2. Contenimento della spesa pubblica e recesso dal contratto di locazione commerciale: la soluzione

La Cassazione ha rilevato che il recesso esercitato dalla regione con raccomandata del 29 dicembre 2014, dopo la scadenza dei limiti temporali stabiliti sia dall’art. 3, comma 3, del decreto-legge n.95 del 2012 (31 dicembre 2013), sia dall’art. 2-bis del decreto-legge n. 120 del 2013 (31 luglio 2014) era illegittimo. Secondo i giudici supremi il contratto di locazione immobiliare concluso “iure privatorum” dalla pubblica amministrazione quale conduttore non si sottrae alla disciplina contemplata dall’art. 27, ottavo comma, della legge n. 392 del 1978. In quest’ottica, ad avviso della Cassazione, le ragioni di contenimento della spesa pubblica non integrano i “gravi motivi” che consentono, ove ricorrenti, il recesso anticipato del conduttore dal contratto di locazione ad uso diverso.
Per approfondimenti si consiglia il seguente volume il quale offre il quadro complessivo della normativa vigente in materia dei diversi tipi di locazione:

3. Riflessioni conclusive

La giurisprudenza ha chiarito che il contratto di locazione immobiliare concluso iure privatorum dalla pubblica amministrazione quale conduttore non si sottrae alla disciplina contemplata dall’art.27, ottavo comma, della legge n. 392 del 1978 (Cass. civ., sez. III, 13/04/2021, n. 9704; Cass. civ., sez. III, 19/12/2014, n. 26892).
Di conseguenza le ragioni che consentono al conduttore – ente pubblico il recesso anticipato devono essere determinate da avvenimenti estranei alla sua volontà, imprevedibili, sopravvenuti alla costituzione del rapporto e tali da renderne oltremodo gravosa la prosecuzione (Cass. civ., sez.
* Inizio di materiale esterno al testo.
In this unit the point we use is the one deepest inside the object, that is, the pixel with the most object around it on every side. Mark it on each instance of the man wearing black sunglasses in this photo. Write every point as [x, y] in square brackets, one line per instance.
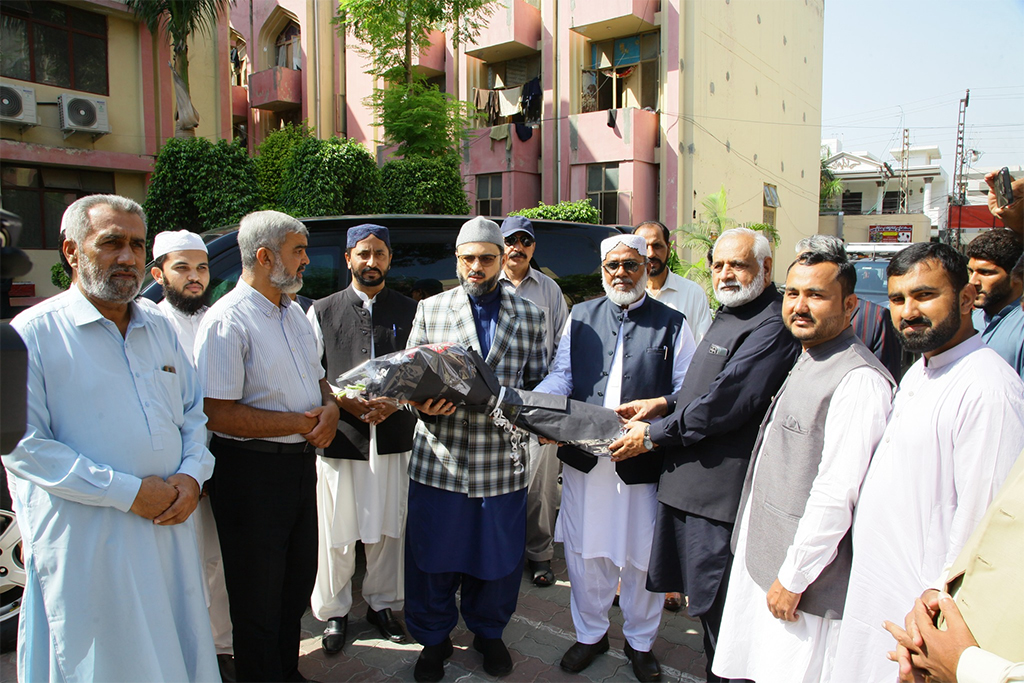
[542, 501]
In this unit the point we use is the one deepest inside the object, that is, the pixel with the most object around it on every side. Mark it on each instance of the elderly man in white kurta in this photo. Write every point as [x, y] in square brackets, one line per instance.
[955, 429]
[623, 346]
[792, 543]
[109, 472]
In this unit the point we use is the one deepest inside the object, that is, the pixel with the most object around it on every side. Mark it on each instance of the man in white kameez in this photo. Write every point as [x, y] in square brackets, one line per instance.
[181, 266]
[109, 472]
[624, 346]
[361, 477]
[792, 544]
[955, 429]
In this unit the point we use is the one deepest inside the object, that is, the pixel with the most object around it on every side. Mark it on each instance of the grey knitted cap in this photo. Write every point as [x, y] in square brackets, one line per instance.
[480, 229]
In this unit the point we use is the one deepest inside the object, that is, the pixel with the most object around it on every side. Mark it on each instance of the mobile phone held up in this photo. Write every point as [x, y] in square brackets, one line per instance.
[1004, 188]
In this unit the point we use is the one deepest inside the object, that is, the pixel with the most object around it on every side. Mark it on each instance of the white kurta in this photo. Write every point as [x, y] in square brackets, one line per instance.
[359, 501]
[110, 596]
[753, 644]
[601, 516]
[955, 429]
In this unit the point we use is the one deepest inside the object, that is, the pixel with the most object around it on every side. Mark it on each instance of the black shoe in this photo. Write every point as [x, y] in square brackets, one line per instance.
[334, 634]
[430, 666]
[580, 655]
[645, 666]
[389, 627]
[497, 659]
[543, 575]
[226, 665]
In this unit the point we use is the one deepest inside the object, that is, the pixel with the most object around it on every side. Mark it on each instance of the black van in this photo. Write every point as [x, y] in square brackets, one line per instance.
[423, 247]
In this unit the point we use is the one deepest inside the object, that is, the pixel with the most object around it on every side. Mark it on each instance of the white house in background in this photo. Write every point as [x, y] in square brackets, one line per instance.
[871, 186]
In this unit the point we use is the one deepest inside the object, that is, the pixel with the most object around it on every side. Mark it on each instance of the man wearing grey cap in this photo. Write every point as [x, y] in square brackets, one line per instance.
[361, 479]
[467, 491]
[542, 499]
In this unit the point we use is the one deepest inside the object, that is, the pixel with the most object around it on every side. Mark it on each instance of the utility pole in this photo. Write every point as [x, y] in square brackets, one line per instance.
[904, 174]
[958, 197]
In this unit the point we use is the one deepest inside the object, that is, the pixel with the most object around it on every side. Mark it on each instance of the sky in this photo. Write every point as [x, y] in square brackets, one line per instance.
[891, 65]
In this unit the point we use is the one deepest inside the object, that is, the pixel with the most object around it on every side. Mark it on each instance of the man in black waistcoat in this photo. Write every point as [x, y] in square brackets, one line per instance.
[363, 482]
[738, 367]
[616, 348]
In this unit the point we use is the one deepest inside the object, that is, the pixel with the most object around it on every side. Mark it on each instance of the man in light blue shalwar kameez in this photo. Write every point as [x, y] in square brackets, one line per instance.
[109, 473]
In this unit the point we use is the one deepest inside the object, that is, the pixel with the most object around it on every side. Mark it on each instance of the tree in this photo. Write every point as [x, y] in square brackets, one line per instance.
[199, 185]
[178, 19]
[331, 177]
[273, 156]
[424, 185]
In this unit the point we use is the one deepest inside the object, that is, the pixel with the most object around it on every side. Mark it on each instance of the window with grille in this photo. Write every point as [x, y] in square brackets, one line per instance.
[488, 195]
[622, 73]
[40, 195]
[602, 189]
[53, 44]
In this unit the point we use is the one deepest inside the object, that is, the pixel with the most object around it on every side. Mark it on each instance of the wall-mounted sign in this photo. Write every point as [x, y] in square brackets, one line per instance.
[890, 232]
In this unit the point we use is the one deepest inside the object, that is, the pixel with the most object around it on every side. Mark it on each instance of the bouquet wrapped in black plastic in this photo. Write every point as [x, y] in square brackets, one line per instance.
[455, 374]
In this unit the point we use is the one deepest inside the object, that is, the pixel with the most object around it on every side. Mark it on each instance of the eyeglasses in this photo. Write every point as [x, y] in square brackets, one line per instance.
[486, 260]
[524, 240]
[611, 267]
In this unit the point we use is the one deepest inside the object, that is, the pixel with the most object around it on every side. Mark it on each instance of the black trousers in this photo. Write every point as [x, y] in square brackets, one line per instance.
[265, 507]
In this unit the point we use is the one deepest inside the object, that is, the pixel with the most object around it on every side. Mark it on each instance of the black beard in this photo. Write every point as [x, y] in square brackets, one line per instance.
[357, 276]
[189, 305]
[931, 338]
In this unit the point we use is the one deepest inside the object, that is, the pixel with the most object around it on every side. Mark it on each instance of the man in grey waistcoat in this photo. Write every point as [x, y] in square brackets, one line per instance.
[792, 541]
[361, 479]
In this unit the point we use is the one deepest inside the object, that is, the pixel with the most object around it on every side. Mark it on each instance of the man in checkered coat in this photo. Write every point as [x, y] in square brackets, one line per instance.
[467, 494]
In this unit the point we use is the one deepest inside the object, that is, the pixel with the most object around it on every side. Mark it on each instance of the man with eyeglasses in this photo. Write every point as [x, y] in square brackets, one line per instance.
[624, 346]
[542, 498]
[467, 492]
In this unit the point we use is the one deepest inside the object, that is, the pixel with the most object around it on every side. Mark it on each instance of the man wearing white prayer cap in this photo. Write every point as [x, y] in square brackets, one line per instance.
[624, 346]
[181, 266]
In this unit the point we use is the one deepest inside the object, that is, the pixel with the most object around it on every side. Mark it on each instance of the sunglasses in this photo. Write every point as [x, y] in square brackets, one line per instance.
[611, 267]
[524, 240]
[485, 260]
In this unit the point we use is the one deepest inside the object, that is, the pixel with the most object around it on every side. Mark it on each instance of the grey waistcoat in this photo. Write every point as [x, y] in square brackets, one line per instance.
[788, 465]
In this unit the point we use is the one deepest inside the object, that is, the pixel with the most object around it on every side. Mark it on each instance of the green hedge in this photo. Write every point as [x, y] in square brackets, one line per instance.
[331, 177]
[418, 184]
[199, 185]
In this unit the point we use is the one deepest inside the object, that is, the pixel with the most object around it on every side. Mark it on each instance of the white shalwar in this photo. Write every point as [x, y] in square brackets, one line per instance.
[752, 643]
[359, 501]
[955, 429]
[606, 525]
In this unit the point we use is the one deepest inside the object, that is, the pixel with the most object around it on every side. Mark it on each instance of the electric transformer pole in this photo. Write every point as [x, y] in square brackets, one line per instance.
[958, 197]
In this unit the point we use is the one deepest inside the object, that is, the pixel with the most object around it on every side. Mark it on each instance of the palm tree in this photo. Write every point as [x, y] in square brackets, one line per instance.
[178, 19]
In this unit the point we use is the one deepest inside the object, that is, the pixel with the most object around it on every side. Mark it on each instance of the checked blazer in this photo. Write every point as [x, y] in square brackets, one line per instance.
[465, 453]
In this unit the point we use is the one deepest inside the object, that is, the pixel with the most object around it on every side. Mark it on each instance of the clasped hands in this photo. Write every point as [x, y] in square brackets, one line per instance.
[167, 502]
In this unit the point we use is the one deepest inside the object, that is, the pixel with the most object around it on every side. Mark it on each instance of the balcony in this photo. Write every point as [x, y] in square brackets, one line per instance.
[275, 89]
[240, 103]
[513, 31]
[498, 156]
[611, 18]
[634, 136]
[430, 61]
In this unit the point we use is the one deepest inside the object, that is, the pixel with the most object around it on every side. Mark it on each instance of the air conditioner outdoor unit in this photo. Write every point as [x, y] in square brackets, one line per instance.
[17, 104]
[82, 115]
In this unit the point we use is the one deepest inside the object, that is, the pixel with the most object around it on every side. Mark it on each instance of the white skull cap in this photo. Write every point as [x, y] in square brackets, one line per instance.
[631, 241]
[168, 241]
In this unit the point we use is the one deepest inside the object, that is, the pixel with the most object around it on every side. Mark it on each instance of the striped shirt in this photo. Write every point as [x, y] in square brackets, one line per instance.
[263, 355]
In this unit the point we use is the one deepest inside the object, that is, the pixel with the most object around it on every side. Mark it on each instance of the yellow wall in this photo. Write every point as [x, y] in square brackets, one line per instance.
[758, 54]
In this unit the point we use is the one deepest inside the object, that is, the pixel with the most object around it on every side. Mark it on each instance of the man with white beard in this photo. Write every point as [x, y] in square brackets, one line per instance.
[738, 367]
[624, 346]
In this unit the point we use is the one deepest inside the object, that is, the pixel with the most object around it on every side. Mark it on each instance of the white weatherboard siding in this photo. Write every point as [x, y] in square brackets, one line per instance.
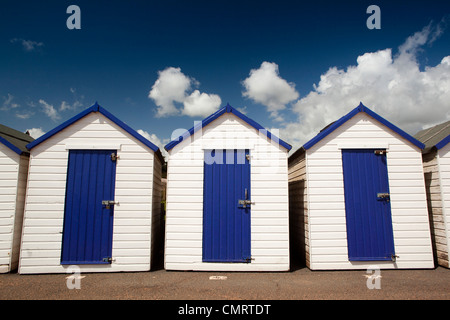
[269, 190]
[326, 203]
[44, 207]
[13, 172]
[444, 174]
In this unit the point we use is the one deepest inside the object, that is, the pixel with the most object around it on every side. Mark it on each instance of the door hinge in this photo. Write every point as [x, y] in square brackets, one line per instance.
[114, 157]
[394, 257]
[108, 259]
[383, 196]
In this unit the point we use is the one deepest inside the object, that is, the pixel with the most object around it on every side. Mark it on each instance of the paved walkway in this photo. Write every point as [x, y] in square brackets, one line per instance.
[169, 285]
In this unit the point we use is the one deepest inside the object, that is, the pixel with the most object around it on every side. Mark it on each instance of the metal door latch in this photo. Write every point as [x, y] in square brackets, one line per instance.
[114, 156]
[244, 203]
[394, 257]
[108, 203]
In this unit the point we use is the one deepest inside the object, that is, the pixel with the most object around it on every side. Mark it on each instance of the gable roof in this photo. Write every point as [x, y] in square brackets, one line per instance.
[96, 108]
[217, 114]
[351, 114]
[361, 108]
[437, 136]
[14, 140]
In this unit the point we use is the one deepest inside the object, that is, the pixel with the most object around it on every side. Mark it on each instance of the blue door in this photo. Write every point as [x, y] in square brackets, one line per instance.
[226, 207]
[367, 205]
[88, 224]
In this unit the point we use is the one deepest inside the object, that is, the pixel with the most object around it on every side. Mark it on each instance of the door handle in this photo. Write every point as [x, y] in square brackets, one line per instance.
[244, 203]
[383, 196]
[109, 203]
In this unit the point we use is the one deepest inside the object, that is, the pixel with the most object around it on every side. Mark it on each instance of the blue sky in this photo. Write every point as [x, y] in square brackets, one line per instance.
[312, 62]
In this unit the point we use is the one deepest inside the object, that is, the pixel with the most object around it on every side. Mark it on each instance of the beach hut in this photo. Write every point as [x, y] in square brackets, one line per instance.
[93, 198]
[13, 179]
[227, 197]
[357, 197]
[436, 163]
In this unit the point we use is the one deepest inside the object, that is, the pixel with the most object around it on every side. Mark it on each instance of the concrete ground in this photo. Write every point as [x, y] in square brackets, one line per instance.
[299, 284]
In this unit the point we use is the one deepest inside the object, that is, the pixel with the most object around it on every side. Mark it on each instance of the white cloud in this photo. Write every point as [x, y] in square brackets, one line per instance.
[35, 132]
[49, 110]
[173, 86]
[153, 138]
[28, 45]
[66, 106]
[8, 103]
[201, 104]
[265, 86]
[392, 86]
[170, 87]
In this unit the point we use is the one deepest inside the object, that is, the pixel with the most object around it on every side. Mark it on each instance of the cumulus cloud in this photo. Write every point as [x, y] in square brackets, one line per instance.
[173, 86]
[49, 110]
[201, 104]
[393, 86]
[153, 138]
[35, 132]
[28, 45]
[170, 87]
[265, 86]
[8, 103]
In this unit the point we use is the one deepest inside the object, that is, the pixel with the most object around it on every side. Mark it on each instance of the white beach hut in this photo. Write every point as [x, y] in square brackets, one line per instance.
[436, 163]
[13, 179]
[93, 197]
[227, 197]
[357, 197]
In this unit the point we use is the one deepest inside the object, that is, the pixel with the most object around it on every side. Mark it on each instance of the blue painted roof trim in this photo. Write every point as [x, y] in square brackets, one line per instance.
[351, 114]
[443, 142]
[95, 108]
[11, 146]
[217, 114]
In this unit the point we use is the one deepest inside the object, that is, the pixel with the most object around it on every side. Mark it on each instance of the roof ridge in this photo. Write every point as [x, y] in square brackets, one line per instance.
[446, 125]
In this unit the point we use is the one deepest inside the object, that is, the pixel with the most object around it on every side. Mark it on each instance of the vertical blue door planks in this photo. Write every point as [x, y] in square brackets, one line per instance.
[88, 225]
[226, 224]
[367, 206]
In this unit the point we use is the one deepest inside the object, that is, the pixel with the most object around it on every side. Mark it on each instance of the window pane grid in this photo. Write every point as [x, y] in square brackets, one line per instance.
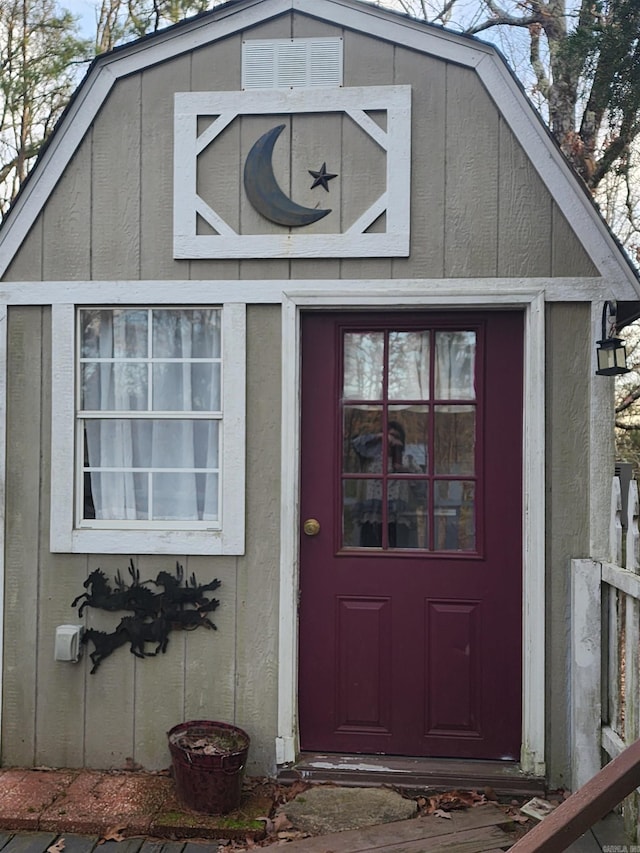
[432, 486]
[183, 488]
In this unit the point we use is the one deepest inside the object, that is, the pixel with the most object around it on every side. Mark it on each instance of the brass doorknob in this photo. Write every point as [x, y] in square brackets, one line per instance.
[311, 527]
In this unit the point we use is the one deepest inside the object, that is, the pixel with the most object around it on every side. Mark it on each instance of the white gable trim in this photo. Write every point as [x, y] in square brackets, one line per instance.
[395, 141]
[373, 21]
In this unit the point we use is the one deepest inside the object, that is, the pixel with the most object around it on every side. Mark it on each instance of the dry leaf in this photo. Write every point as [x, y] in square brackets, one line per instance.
[113, 833]
[281, 821]
[268, 825]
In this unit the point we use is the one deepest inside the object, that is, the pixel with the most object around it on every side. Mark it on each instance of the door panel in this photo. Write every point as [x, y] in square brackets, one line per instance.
[411, 591]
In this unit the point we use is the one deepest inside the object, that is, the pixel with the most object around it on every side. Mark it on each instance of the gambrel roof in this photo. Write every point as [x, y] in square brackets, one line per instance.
[237, 17]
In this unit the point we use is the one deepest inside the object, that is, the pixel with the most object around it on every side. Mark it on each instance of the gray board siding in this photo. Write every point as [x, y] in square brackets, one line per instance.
[478, 207]
[568, 349]
[57, 714]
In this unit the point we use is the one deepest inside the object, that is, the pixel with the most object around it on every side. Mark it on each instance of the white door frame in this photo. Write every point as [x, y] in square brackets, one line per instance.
[532, 302]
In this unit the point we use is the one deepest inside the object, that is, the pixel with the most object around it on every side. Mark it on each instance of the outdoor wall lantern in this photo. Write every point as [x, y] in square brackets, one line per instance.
[611, 353]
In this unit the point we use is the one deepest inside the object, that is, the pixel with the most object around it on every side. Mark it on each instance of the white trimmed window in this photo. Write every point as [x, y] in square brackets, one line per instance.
[148, 429]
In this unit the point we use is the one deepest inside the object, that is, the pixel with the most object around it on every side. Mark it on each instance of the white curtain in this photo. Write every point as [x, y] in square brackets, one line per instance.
[158, 454]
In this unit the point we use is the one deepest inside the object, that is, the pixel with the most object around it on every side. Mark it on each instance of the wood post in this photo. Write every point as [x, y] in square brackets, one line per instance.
[585, 807]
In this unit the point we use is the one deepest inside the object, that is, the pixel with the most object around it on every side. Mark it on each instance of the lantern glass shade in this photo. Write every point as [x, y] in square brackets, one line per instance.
[612, 357]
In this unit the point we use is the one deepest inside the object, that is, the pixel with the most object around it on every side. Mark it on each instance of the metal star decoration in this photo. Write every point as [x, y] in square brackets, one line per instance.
[321, 178]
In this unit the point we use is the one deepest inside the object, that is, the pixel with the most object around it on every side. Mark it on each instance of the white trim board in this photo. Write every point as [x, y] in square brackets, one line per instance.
[3, 494]
[270, 290]
[372, 21]
[533, 732]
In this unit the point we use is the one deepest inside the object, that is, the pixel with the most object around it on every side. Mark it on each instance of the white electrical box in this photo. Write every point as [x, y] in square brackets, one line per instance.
[68, 643]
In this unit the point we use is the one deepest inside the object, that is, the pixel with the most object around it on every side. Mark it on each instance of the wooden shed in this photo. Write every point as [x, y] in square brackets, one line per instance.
[301, 296]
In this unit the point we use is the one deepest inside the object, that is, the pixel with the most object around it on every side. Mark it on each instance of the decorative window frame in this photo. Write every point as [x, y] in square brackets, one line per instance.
[227, 535]
[355, 241]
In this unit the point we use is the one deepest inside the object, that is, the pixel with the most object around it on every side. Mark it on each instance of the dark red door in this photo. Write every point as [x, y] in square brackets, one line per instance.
[411, 588]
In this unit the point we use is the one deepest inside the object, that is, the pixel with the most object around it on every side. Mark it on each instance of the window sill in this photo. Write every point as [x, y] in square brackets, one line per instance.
[117, 541]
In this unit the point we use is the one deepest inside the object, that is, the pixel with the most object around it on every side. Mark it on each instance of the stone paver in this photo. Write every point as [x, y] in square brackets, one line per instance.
[329, 808]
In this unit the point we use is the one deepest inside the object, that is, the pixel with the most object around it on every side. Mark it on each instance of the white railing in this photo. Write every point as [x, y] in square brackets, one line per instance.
[606, 651]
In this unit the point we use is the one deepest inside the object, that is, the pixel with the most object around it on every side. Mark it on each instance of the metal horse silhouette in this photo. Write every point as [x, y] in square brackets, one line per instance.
[180, 605]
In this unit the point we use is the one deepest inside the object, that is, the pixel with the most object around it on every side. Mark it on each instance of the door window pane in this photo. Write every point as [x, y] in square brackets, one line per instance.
[455, 365]
[454, 439]
[409, 365]
[407, 513]
[362, 513]
[412, 429]
[362, 439]
[454, 515]
[363, 365]
[398, 451]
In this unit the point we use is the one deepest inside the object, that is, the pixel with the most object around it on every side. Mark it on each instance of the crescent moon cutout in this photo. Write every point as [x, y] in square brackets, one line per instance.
[264, 192]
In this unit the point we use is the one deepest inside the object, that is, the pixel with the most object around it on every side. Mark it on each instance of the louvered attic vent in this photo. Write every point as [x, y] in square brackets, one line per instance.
[285, 63]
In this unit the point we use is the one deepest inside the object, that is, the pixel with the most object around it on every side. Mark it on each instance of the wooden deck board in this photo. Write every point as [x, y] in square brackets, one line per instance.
[78, 843]
[408, 836]
[30, 842]
[585, 844]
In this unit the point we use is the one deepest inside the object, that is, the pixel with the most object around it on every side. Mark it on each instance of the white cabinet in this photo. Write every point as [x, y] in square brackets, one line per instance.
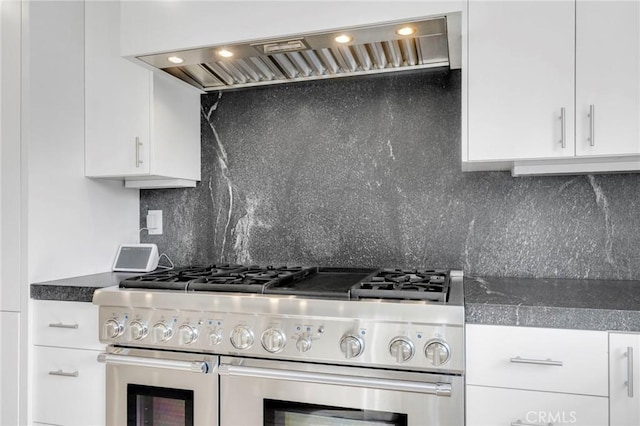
[140, 127]
[68, 381]
[537, 71]
[521, 72]
[608, 77]
[488, 406]
[624, 373]
[536, 376]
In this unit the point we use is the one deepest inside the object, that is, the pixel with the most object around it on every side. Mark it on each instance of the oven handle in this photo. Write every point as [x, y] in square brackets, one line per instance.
[439, 389]
[170, 364]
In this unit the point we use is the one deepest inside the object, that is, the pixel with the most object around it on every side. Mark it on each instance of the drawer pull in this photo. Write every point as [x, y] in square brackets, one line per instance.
[63, 373]
[61, 325]
[592, 125]
[518, 360]
[563, 128]
[629, 382]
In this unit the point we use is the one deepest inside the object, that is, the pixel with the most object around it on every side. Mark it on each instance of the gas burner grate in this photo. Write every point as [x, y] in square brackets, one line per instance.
[251, 280]
[178, 278]
[429, 285]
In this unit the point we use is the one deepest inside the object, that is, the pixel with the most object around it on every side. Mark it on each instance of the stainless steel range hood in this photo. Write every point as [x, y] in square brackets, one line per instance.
[400, 46]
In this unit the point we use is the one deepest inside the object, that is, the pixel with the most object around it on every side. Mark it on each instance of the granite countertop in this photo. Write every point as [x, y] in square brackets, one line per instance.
[76, 289]
[557, 303]
[533, 302]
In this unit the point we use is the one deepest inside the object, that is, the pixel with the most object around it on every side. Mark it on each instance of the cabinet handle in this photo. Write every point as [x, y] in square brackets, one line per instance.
[518, 360]
[629, 382]
[592, 125]
[63, 373]
[61, 325]
[563, 128]
[138, 145]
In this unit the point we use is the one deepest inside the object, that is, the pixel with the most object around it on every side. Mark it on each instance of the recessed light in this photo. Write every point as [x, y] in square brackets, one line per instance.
[175, 59]
[406, 31]
[343, 38]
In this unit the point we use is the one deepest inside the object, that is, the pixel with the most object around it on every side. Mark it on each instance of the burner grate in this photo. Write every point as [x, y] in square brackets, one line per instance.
[429, 285]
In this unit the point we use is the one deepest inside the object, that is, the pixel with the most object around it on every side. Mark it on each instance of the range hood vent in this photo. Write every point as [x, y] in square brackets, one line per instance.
[428, 43]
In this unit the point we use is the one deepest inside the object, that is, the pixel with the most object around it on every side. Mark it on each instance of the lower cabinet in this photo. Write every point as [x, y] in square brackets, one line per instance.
[69, 386]
[68, 381]
[487, 406]
[624, 379]
[536, 376]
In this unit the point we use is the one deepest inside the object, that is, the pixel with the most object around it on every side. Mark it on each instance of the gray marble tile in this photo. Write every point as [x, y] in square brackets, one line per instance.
[366, 172]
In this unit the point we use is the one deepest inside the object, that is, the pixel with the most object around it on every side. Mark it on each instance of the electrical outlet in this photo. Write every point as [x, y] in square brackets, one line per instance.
[154, 222]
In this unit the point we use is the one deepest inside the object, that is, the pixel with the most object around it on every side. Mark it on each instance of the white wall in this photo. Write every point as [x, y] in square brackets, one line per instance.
[75, 223]
[12, 291]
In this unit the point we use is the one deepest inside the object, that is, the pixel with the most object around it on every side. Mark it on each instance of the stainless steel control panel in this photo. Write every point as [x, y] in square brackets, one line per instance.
[366, 342]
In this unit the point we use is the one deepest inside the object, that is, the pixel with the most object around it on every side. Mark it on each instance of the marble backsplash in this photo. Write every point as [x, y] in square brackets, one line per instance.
[366, 172]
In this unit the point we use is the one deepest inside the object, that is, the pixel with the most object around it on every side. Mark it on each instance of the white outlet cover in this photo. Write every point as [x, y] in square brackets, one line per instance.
[154, 222]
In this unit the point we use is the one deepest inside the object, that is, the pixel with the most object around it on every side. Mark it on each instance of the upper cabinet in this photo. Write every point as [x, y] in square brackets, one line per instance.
[607, 77]
[553, 87]
[140, 127]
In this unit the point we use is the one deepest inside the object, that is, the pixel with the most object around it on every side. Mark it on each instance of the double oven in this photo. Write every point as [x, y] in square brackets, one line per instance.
[182, 357]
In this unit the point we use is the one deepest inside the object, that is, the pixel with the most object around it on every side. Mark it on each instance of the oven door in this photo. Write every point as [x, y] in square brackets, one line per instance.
[146, 387]
[260, 392]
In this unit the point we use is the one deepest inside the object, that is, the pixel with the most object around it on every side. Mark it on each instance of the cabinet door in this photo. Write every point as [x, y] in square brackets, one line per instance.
[544, 359]
[69, 387]
[624, 365]
[117, 99]
[496, 406]
[520, 78]
[608, 77]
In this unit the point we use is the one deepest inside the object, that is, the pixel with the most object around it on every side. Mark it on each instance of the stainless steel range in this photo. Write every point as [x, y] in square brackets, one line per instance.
[245, 345]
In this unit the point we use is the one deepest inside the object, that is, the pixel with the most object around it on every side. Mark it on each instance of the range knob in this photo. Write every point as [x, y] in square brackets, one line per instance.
[112, 329]
[215, 337]
[402, 349]
[303, 344]
[273, 340]
[241, 337]
[351, 346]
[138, 330]
[187, 334]
[161, 332]
[437, 352]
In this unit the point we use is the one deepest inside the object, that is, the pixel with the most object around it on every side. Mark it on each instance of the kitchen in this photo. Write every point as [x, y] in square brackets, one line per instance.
[420, 208]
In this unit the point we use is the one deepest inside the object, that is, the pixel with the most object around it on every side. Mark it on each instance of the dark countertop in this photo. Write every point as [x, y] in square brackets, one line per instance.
[533, 302]
[556, 303]
[76, 289]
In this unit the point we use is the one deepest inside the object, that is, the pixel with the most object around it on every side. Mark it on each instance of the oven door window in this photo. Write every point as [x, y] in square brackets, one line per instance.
[287, 413]
[154, 406]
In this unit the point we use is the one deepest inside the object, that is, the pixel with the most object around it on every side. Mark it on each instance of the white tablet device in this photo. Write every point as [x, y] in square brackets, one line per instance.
[136, 258]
III, 24/09/2019, n. 23639). Tali ragioni non possono, pertanto, identificarsi con la necessità di perseguire obiettivi di contenimento della spesa pubblica e di razionalizzazione degli spazi ex art. 3 del d.l. n. 95 del 2012, di per sé non indicativi di una sopravvenuta insostenibilità del pagamento del canone (Cass. civ., sez. III, 06/11/2023, n. 30862: nella specie, la S.C. ha confermato la sentenza di merito che aveva escluso la legittimità del recesso dell’INAIL, comunicato in base a tali obiettivi, senza alcun riferimento all’impossibilità di continuare a corrispondere il canone locativo).